Roma – “Indicazioni che mi vengono da Frontex, in parte mediate da appartenenti al comando dell’operazione EunavFor Med, mi davano contezza di questi rapporti” tra le organizzazioni non governative e i trafficanti di esseri umani che operano dalla Libia. Il procuratore di Catania, Carmelo Zuccaro, conferma quanto finora si era solo intuito, e cioè che il suo allarme su possibili collegamenti tra le Ong e i trafficanti nascono da informazioni fornite dall’Agenzia europea per la Guardia costiera e di frontiera e dall’operazione Sophia con cui l’Ue contrasta il traffico di migranti nel Mediterraneo.
Zuccaro, intervenendo in audizione in Parlamento, torna a puntare il dito contro l’attività delle Ong nel Mediterraneo, a suo avviso responsabili di un mutamento nelle strategie dei criminali che lucrano sui migranti. “L’impunità per i trafficanti, date le nuove modalità del traffico, è pressoché pari al 100%”, sostiene, e per rimediare sarebbe necessaria “la presenza di unità di pronto intervento, di polizia giudiziaria e della nostra marina ai confini delle acque libiche. Se questo avviene e da parte di tutte le Ong, non solo di alcune, si rispettano le regole di non invasione delle acque libiche”, costringendo “i trafficanti a uscire allo scoperto” in acque internazionali, per il magistrato si potrebbero “realizzare obiettivi importanti” e assicurare i trafficanti alla giustizia.

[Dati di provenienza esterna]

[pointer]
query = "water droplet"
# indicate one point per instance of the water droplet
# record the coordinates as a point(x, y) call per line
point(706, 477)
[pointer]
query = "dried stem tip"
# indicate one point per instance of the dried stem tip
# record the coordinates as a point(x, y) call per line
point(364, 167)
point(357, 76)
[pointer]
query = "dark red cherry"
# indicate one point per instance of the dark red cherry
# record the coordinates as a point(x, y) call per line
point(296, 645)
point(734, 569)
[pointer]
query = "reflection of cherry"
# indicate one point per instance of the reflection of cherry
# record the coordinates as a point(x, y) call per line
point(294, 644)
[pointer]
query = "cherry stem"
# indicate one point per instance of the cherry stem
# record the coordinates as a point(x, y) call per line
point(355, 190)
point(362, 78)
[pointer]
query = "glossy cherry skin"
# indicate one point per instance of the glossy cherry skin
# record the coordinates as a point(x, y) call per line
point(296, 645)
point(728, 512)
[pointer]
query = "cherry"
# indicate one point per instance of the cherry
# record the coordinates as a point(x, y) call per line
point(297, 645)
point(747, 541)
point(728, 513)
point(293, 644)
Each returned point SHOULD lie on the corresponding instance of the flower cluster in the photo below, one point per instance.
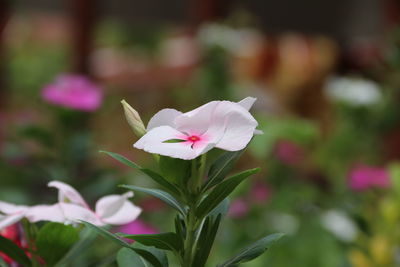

Il magistrato appare molto preoccupato di gettare acqua sul fuoco delle polemiche divampate nelle scorse settimane, parla di “eventuali mele marce” tra le organizzazioni umanitarie, e sottolinea “eventuali”. Soppesa le parole e precisa che le informazioni certe, sebbene inutilizzabili a fini processuali, riguardano solo “contatti radio” tra scafisti e Ong, e “sconfinamenti” in acque territoriali libiche, ma descrivono “tutt’altro che una situazione di collusione”. Al contrario, “la possibilità che vi fosse un finanziamento” dei trafficanti ad alcune organizzazioni, “o che vi fosse un accordo preventivo” è “soltanto una mera ipotesi di lavoro”, per verificare la quale Zuccaro torna a chiedere più strumenti al Parlamento.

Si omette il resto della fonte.